Na próxima semana, o Conselho de Segurança analisará o cumprimento da resolução 1559 pela Síria, ao mesmo tempo que Paris e Washington preparam resoluções contra Damasco. "É preciso tirar todas as consequências" do relatório, disse o porta-voz do MNE francês. John Bolton, embaixador americano na ONU, declarou que o relatório é "um documento histórico" e concluiu: "Não pode haver a mínima dúvida de que ele exige uma reacção vigorosa do Conselho de Segurança."
Em declarações à televisão Al-Jazira, o ministro sírio da Informação, Mehdi Dakhlallah, acusou o relatório de ser "um manifesto político contra a Síria", de ser "parcial" e "político a cem por cento", baseado em "testemunhas conhecidas pela sua hostilidade à Síria".

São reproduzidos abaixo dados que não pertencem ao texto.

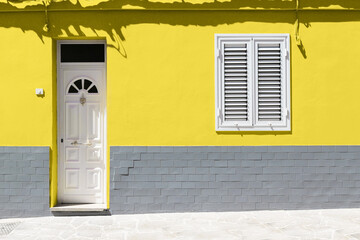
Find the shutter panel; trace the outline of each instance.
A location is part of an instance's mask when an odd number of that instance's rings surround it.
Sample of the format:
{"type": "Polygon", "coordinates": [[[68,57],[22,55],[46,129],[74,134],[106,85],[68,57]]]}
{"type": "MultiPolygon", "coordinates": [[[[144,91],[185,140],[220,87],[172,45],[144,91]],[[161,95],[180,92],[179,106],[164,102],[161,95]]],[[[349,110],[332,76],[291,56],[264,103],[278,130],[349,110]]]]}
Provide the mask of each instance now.
{"type": "Polygon", "coordinates": [[[256,124],[284,125],[284,53],[282,41],[256,42],[256,124]]]}
{"type": "Polygon", "coordinates": [[[251,124],[248,42],[223,45],[223,118],[225,122],[251,124]]]}

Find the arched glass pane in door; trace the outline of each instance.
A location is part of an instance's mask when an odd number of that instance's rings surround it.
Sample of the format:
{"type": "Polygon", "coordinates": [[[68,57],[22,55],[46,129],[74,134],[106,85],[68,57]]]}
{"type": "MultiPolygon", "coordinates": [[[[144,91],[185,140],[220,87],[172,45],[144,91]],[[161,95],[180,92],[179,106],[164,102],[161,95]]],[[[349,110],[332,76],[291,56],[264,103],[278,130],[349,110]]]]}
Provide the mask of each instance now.
{"type": "Polygon", "coordinates": [[[87,93],[99,93],[96,85],[89,79],[76,79],[69,84],[67,93],[79,93],[81,90],[87,93]]]}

Em Israel, o vice-primeiro-ministro Shimon Peres comentou: "Se é verdade que o governo está envolvido no assassínio, isso abalará o domínio dos Assad." Não é "natural ou aceitável" que uma família, representando uma minoria, domine a Síria "de uma forma brutal".

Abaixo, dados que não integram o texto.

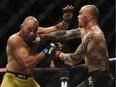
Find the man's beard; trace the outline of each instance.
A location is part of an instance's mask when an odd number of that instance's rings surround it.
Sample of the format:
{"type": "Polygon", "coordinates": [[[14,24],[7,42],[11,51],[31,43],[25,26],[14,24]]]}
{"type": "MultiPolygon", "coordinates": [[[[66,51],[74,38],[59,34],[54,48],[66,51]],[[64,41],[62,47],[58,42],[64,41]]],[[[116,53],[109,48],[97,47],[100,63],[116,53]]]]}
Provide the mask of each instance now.
{"type": "Polygon", "coordinates": [[[29,37],[29,36],[25,36],[25,38],[24,38],[24,39],[25,39],[25,41],[26,41],[26,42],[30,42],[30,41],[32,41],[32,40],[33,40],[33,39],[32,39],[31,37],[29,37]]]}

Tensão em BeiruteA capital libanesa estava ontem sob discreta mas severa vigilância militar. O relatório levanta graves suspeitas em relação ao Presidente Emile Lahoud, que imediatamente negou todos as referências que lhe são imputadas. Dois deputados da maioria anti-síria declararam que ele se deveria demitir e apelaram à população para que se manifestasse junto da sepultura de Hariri.
O primeiro-ministro, Fuad Siniora, recusou-se a comentar o relatório. Mas, na véspera, declarara ao diário francês Le Monde que era favorável a um julgamento internacional para o processo Hariri por uma questão de "credibilidade".

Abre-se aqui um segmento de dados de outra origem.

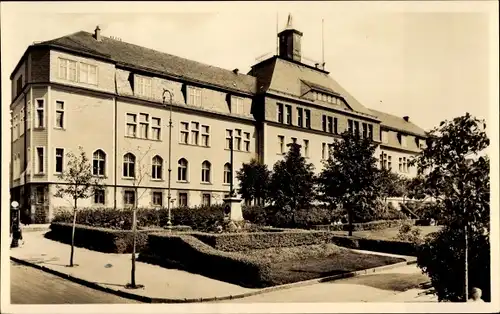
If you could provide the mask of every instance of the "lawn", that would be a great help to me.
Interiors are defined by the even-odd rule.
[[[441,226],[418,226],[421,230],[421,234],[423,237],[428,235],[429,233],[439,231]],[[333,231],[334,234],[338,235],[347,235],[347,231]],[[394,240],[395,237],[399,233],[399,228],[387,228],[380,230],[364,230],[364,231],[354,231],[352,233],[353,236],[367,239],[376,239],[376,240]]]
[[[334,244],[251,250],[244,254],[271,265],[269,284],[273,286],[405,261],[357,253]]]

A imprensa de Beirute, à excepção da do Hezbollah, saúda o relatório. "Amanhã o contágio da verdade espalhar-se-á do Líbano a todo o mundo árabe, incluindo a Síria", escreve por exemplo o popular Al Nahar. Contudo, na véspera, advertia Michael Young no anglófono The Daily Star: "Com a verdade vêm tempos duros. (...) O impacto do relatório Mehlis pode levar a uma estabilidade a longo prazo, mas antes disso o caminho será difícil. (...) A liderança síria está a lutar pela vida" e os EUA não querem perder a oportunidade de marcar pontos, a pensar no Iraque. Opinião semelhante exprimiu Mouna Naïm, enviada do Monde: "A primeira consequência será acentuar a polarização política interna do Líbano."

O dilema de DamascoAyman Abdelnour, um analista independente sírio, resumiu à AFP o dilema da Síria: "Se ela coopera totalmente, como deseja a comissão de inquérito da ONU, isto poderá constituir um atentado à soberania nacional, com o risco que comporta o sacrifício de altos responsáveis. Se recusa cooperar, é todo o país que pode ser objecto de eventuais sanções."
Em Setembro, "a crer na imprensa síria", Assad terá tentado um compromisso com os EUA, escreveu Michael Young. O relatório da ONU pouparia a Síria e esta inclinar-se-ia perante as exigências americanas no Iraque, no Líbano e em relação aos palestinianos. A ser verdade, falhou.
Damasco está isolada no mundo árabe e, ao contrário do caso do Iraque, os EUA estão aliados à França e têm o acordo de Moscovo. Há indícios de que Washington aposta na mudança do regime, o problema está em descobrir a alternativa. Muitos temem o efeito de uma desagregação política. O diário israelita Ha"aretz apelava ontem a que os americanos não saiam da via diplomática e evitem aventuras militares. "Assad não é um governante esclarecido (...). Mas as alternativas a este regime não são necessariamente as melhores. Os opositores do regime representam ideologias extremistas, religiosas ou não religiosas."
A secretária de Estado americana, Condoleezza Rice, garantiu ontem que "o Conselho de Segurança deverá ser o ponto central" de toda a acção contra Damasco.